The code implementation and data for A Rationale-centric Counterfactual Data Augmentation Method for Cross-Document Event Coreference Resolution accepted by NAACL24 main. Such data augmentation method is called LLM-RCDA.
Our implementation is built based on Focus on what matters: Applying Discourse Coherence Theory to Cross Document Coreference repository. Thanks for their awsome work.
Data preparation
Training and evaluation
The codebase is tested with Python version 3.10.13. We recommend using Conda for managing your Python environment:
conda create -n LLM-RCDA python=3.10.13
conda activate LLM-RCDA
Then install all the dependency packages by:
pip install -r requirements.txt
For the usage of spacy, the following command could be helpful:
python -m spacy download en_core_web_sm
The coreference classifer is built upon a transformer cross-encoder with Roberta-Large backbone. The code for training/evaluating the classifer is in src/all_models/crossencoder_trainer.py
Following the previous SOTA work, $B^3$ F1 evaluated in the dev set is used to select the best model during training, and we also follow their setup to construct the pairwise dataset from the training/dev/test corpus. For main experiments on ECB+/FCC/GVC, we retrieve the nearest 15 (K=15) and 5 (K=5) mention pairs for training and inference in main experiments on three benchmarks. For the ablation study, augmentation ratio analysis, the out-of-domain generalization test, we retrieve 5 (K=5) mention pairs for both training and inference. The processed pairwise dataset are presented in retrieved_data, and the constuction process of these datasets is introduced in data_preparation.

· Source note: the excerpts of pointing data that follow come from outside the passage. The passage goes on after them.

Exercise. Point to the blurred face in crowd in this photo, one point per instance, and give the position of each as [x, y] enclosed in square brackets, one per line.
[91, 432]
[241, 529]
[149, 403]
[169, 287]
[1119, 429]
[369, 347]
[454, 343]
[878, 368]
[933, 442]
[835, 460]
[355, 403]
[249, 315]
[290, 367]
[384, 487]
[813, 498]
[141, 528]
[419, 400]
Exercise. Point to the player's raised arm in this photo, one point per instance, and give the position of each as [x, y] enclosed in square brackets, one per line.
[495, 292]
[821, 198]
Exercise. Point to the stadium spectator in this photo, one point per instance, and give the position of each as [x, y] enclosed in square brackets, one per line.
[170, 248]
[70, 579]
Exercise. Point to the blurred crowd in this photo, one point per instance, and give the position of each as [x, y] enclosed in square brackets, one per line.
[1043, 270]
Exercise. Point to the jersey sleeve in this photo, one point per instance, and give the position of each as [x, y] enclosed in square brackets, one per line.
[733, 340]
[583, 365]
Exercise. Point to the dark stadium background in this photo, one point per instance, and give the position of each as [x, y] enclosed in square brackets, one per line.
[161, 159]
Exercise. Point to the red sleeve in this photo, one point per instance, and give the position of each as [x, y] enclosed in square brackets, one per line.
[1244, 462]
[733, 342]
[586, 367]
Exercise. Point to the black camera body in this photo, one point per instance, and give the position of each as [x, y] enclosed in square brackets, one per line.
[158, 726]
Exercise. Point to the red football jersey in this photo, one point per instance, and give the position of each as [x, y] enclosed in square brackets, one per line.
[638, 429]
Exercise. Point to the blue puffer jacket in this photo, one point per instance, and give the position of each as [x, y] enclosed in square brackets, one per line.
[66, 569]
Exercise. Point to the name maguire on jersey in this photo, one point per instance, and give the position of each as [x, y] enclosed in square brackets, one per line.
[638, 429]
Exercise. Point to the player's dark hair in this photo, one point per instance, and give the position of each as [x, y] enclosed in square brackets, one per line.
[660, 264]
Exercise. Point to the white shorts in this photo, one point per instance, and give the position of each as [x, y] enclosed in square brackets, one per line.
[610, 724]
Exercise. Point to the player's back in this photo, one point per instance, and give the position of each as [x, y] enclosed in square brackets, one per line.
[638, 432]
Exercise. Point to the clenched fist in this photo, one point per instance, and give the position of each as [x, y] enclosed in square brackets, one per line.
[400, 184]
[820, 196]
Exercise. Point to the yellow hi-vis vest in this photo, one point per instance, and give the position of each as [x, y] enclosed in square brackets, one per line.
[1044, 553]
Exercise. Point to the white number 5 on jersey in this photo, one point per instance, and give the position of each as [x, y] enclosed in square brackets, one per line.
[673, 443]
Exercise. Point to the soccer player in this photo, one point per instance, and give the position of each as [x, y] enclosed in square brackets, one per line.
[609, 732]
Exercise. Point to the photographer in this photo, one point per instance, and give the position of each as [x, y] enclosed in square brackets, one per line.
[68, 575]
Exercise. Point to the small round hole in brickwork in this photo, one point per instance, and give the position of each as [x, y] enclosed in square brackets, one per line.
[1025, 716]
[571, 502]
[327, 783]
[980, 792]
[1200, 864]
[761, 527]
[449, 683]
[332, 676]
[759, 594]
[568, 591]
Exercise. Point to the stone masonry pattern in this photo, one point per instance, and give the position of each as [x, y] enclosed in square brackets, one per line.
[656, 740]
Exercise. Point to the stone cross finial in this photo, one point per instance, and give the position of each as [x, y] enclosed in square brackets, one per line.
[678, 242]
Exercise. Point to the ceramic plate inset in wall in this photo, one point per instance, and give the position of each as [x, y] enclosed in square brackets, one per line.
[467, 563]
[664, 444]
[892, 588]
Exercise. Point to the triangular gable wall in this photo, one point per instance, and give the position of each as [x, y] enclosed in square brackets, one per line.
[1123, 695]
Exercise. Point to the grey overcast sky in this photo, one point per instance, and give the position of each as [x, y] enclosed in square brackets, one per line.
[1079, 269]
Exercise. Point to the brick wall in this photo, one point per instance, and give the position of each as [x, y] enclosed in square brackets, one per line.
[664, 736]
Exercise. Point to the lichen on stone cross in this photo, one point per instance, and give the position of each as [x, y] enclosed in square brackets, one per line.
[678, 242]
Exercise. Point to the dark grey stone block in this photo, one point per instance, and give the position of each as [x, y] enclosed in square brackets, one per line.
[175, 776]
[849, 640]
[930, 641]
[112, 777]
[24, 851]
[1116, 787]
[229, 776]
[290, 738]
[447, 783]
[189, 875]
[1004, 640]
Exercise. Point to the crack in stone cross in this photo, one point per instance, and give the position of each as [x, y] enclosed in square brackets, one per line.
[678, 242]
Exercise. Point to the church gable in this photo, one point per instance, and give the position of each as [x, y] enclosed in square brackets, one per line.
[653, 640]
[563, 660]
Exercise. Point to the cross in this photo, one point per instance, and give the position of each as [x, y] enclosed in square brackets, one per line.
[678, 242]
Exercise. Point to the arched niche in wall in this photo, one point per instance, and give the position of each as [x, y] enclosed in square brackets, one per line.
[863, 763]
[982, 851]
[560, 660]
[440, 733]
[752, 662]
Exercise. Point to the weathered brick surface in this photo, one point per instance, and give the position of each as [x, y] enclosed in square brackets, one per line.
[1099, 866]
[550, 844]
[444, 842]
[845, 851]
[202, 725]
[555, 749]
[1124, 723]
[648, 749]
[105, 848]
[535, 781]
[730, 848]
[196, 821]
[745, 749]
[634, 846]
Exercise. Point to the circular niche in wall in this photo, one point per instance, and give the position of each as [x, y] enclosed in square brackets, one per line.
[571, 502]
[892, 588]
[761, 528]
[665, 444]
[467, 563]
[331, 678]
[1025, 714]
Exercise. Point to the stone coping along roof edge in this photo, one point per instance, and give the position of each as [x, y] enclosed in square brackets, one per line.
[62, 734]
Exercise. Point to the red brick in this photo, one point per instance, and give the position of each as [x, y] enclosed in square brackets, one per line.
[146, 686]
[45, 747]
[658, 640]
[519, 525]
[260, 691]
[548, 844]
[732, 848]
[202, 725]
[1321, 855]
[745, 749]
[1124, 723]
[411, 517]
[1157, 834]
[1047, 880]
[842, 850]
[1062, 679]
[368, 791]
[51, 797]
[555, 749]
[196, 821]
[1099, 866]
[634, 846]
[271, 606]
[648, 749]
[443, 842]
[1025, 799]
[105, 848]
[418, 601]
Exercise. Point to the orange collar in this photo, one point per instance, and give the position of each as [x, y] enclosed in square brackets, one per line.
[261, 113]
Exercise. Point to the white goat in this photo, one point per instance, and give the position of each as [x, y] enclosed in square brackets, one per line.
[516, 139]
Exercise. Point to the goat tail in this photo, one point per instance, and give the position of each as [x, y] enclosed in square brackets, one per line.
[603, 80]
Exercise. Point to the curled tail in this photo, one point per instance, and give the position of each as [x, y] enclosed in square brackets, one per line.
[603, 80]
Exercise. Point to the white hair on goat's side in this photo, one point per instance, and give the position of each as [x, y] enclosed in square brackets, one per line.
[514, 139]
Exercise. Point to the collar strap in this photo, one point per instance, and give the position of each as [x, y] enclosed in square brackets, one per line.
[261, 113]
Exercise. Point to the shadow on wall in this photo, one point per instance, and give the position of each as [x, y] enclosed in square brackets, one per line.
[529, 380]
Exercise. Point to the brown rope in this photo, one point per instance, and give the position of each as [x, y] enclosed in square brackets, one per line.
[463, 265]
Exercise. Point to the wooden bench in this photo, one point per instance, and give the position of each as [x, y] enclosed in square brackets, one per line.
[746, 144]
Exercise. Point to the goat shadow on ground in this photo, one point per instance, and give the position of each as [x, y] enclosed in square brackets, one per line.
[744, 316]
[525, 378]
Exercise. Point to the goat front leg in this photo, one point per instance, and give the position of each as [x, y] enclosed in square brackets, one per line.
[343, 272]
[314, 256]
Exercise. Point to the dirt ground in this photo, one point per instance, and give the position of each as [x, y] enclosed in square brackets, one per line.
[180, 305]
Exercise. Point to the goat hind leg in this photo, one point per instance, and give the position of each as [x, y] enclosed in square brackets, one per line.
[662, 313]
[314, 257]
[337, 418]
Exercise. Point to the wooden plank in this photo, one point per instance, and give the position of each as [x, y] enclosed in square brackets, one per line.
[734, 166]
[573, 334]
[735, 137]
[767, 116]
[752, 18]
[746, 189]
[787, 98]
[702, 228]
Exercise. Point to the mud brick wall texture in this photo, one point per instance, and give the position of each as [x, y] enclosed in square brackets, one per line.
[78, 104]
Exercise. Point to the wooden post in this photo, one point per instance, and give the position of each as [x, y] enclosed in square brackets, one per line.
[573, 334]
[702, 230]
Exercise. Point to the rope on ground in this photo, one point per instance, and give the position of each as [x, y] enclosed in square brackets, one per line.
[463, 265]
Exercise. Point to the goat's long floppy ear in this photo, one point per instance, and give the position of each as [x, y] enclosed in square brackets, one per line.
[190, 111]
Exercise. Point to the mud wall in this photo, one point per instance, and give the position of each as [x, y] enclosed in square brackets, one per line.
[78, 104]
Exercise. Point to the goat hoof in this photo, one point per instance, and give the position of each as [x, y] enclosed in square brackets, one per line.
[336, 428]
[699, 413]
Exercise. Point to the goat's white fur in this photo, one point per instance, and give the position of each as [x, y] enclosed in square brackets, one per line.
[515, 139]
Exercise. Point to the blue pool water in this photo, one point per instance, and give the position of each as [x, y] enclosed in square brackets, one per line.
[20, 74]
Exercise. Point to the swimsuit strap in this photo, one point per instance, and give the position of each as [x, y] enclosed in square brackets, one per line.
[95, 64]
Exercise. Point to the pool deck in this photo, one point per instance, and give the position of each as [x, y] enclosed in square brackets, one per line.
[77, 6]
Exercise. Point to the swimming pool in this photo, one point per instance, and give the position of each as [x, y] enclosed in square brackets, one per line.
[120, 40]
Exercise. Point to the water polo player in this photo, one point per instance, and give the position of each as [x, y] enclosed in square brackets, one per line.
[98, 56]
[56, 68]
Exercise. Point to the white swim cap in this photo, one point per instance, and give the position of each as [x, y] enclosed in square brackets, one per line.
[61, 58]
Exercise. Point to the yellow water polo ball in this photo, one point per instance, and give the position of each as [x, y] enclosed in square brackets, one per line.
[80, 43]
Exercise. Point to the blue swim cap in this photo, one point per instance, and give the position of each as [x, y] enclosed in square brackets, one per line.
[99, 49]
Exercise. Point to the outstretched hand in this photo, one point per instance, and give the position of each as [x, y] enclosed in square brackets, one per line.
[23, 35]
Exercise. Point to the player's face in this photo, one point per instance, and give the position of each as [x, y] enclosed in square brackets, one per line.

Considering a trade-off between the training time and the increasing amount of augmented data, we only add two CAD for each original data from the top 5 nearest pairwise data in the training set, and keep the others unchanged. After data augmentation, we receive 68.2K, 35.8K and 97.3K mention pairs to train the cross-encoder on ECB+, FCC and GVC respectively.
To train the model, please run the meta bash file:
title=main # ablation_study or AD_ratio
bash run_sh/${title}/train_crossencoder.sh
It will save the checkpoint of the best model, training logs, and coreferential links in the dev set to the correspounding `best_model' folder in outputs.
To evaluate the model on the test set, please run the meta bash file:
title=main # ablation_study or AD_ratio or ood_test
bash run_sh/${title}/eval_crossencoder.sh
It will save evaluation logs, coreferential links, gold_map and model_map in the test set to the correspounding `best_model' folder in outputs. The $B^3$ results are presented in the file crossencoder.eval.log
For other coreference metrics evaluation, such as $MUC$, $CEAF_e$, $LEA$ and $CoNLL$. Please see conll_eval.